Ablations and Architectural Choices
PRAGMA's design enables targeted ablation studies:
Implications and Future Directions
PRAGMA demonstrates that it is possible to construct a universal encoder backbone for multi-source event histories in regulated domains, rendering much of bespoke feature engineering and task-specific modeling obsolete for a large set of discriminative tasks. The model's ability to outperform internal baselines across several financial service benchmarks—while greatly simplifying the modeling stack—is a strong endorsement of the foundation model paradigm in banking.
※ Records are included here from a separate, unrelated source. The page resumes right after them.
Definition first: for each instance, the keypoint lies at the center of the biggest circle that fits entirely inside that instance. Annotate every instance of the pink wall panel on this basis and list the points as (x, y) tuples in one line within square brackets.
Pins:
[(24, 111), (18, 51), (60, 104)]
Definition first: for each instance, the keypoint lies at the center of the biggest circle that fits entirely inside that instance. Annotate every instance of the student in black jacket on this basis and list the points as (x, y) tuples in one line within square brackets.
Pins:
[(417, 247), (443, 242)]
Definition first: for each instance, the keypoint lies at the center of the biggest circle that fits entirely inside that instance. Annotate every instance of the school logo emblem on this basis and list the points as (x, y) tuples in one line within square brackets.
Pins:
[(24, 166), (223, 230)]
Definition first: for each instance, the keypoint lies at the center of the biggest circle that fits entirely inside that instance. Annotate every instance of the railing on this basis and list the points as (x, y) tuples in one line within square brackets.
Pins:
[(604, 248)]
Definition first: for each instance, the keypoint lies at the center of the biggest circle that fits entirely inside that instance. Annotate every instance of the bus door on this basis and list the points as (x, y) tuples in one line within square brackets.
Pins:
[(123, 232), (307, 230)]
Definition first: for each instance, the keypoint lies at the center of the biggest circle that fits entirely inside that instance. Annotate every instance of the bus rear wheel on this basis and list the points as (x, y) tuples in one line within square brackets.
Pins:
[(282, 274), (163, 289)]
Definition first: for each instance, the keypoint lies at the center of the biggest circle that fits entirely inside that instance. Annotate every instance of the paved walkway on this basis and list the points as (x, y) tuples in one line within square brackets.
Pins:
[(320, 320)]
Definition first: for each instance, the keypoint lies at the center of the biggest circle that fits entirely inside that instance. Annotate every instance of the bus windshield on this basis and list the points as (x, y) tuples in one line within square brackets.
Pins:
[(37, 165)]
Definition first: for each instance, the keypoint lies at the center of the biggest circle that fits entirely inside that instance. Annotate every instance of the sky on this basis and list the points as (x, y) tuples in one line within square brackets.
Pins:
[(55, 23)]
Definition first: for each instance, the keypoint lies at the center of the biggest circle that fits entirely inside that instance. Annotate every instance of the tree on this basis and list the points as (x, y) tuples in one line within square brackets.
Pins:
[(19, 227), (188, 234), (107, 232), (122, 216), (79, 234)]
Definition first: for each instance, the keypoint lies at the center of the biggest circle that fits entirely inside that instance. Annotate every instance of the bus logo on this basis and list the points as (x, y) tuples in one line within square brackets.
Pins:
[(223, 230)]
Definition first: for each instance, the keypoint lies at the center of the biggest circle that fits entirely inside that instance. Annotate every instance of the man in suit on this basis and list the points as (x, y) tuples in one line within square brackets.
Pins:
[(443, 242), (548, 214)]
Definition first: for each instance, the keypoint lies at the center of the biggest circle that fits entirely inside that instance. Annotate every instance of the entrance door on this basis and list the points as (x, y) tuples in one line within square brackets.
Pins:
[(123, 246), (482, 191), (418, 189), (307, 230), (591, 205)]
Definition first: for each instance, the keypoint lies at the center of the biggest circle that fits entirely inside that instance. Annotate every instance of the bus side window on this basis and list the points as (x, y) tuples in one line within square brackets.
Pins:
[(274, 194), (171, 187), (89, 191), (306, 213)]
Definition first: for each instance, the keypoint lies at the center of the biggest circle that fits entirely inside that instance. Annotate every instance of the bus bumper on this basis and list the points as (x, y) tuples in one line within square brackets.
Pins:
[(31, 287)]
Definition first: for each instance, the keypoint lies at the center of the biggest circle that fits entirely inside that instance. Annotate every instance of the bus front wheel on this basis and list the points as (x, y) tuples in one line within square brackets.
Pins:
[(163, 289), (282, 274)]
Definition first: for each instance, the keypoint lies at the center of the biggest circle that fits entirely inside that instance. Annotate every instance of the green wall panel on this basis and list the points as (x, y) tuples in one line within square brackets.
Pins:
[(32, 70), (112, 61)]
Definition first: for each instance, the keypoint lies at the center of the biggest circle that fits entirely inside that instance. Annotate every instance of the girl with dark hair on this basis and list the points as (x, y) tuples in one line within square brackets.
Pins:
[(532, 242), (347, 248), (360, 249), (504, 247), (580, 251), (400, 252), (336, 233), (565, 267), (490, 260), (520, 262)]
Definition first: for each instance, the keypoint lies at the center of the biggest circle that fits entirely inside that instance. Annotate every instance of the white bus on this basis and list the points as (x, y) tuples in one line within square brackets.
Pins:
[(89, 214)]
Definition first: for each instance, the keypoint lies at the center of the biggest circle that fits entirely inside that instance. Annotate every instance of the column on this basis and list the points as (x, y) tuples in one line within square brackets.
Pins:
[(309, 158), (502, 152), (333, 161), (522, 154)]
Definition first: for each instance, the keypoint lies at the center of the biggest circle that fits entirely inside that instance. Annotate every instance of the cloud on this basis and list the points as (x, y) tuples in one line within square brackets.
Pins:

The architecture's modularity (e.g., opt-in text encoders, separate profile/event branches) and efficient adaptation mechanisms (LoRA) further improve operational flexibility and model stewardship.
Practically, the consolidation of multiple risk, engagement, and analytics models into a single backbone has implications for governance, explainability, and regulatory approval pipelines. Theoretically, this work foregrounds the limitations of current foundation models in relational settings: capturing cross-entity relationships (as needed in AML and network fraud) is out of reach for isolated sequence encoders and necessitates explicit graph-relational extensions or cross-user attention mechanisms.
Conclusion
PRAGMA establishes a new baseline for foundation modeling in the financial event-sequence domain. Its key strengths include a principled tokenisation and encoding of heterogeneous data, a scalable encoder backbone with hierarchical contextualisation, and empirical superiority (by substantial margins) over task-specific approaches in key banking use cases. However, its focus on isolated event histories reveals the inherent limitations of current architectures for relational/graph-structured tasks, making relational augmentation a clear research priority. The architectural and empirical insights from PRAGMA are likely to generalize well to other domains characterized by multi-source, irregularly-timed, tabular event records, suggesting ample opportunity for future models operating at the intersection of structured and sequential data.